Battered Orioles get no break with Astros' arrival
The Baltimore Orioles were playing well before the New York Yankees came to town for a three-game series this week, going unbeaten in their previous three series. New York then crushed 16 homers and scored 32 runs in a three-game sweep.
Life doesn't get any easier for the Orioles on Friday as the Astros come to Camden Yards. Houston has won six in a row and nine of 10, capped by a 14-3 victory over the Colorado Rockies on Wednesday in which Yuli Gurriel tied a club record with eight RBIs.
Gurriel had three homers and 11 RBIs in the Astros' two-game sweep of the Rockies, giving him 23 homers and 80 RBIs for the season.
"You get that feeling every time he comes up that something positive is going to happen, and he's locked in on pitch recognition and staying in the at-bat and having a really good plan," Astros manager AJ Hinch said, according to MLB.com. "He's a big part of the culture in here. Everybody in that room is really excited and happy for him, and he's doing his thing quite often."
The Astros have a power-packed lineup that owns a team batting average of .272, tied for second in the major leagues after Wednesday's games with another team the Orioles know.
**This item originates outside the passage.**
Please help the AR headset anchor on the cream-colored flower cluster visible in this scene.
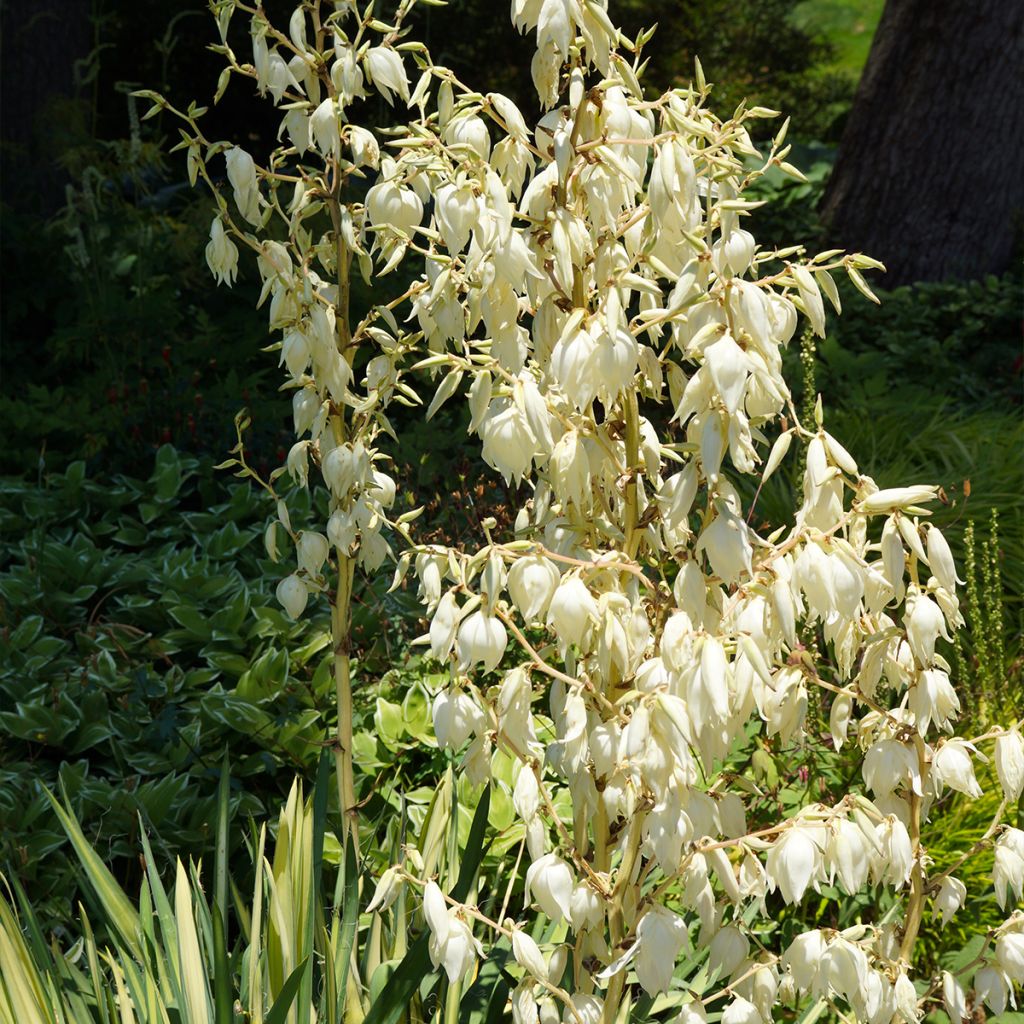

Houston, sporting a 75-40 record that is the best in franchise history after 115 games, will start former Oriole Wade Miley (10-4, 3.05 ERA) in the series opener Friday. The left-hander had problems in Baltimore, going 10-20 with a 5.75 ERA in 2016 and '17, but has found his way with the Astros.
Miley, 4-0 with a 2.09 ERA in his past seven starts, will be up against right-hander Dylan Bundy (5-11, 5.15 ERA).
Bundy got a no-decision in his latest outing, allowing two runs in 5 1/3 innings Saturday against the Toronto Blue Jays. He is 1-0 with a 4.41 ERA in his past three starts.
Miley has a 2-2 mark and a 5.33 ERA in five career starts against the Orioles. Bundy is 0-2 with a 5.40 ERA in five career appearances (four starts) versus Houston.
The biggest problems for the Orioles will be to shake off all of the bad effects of the disastrous New York series -- the runs, the home runs, the losses and the dugout incident between first baseman Chris Davis and manager Brandon Hyde that was caught on camera in the series finale.
In the fifth inning, Hyde leaned in and appeared to say something that Davis, a usually low-key person, did not like. Davis went after Hyde, who had started walking down the tunnel, and the player needed to be restrained by a few others in the dugout.
After that, Hyde pinch-hit for Davis.
"It was just a disagreement in the dugout," Hyde told the media. "What was said and what we talked about, I'm not going to get into. We're going to keep it in-house.
"Frustration boils over a little bit when we're not playing our best baseball the last couple games. Unfortunately, I'm embarrassed that it was caught on camera and people had to see it, but sometimes those things happen."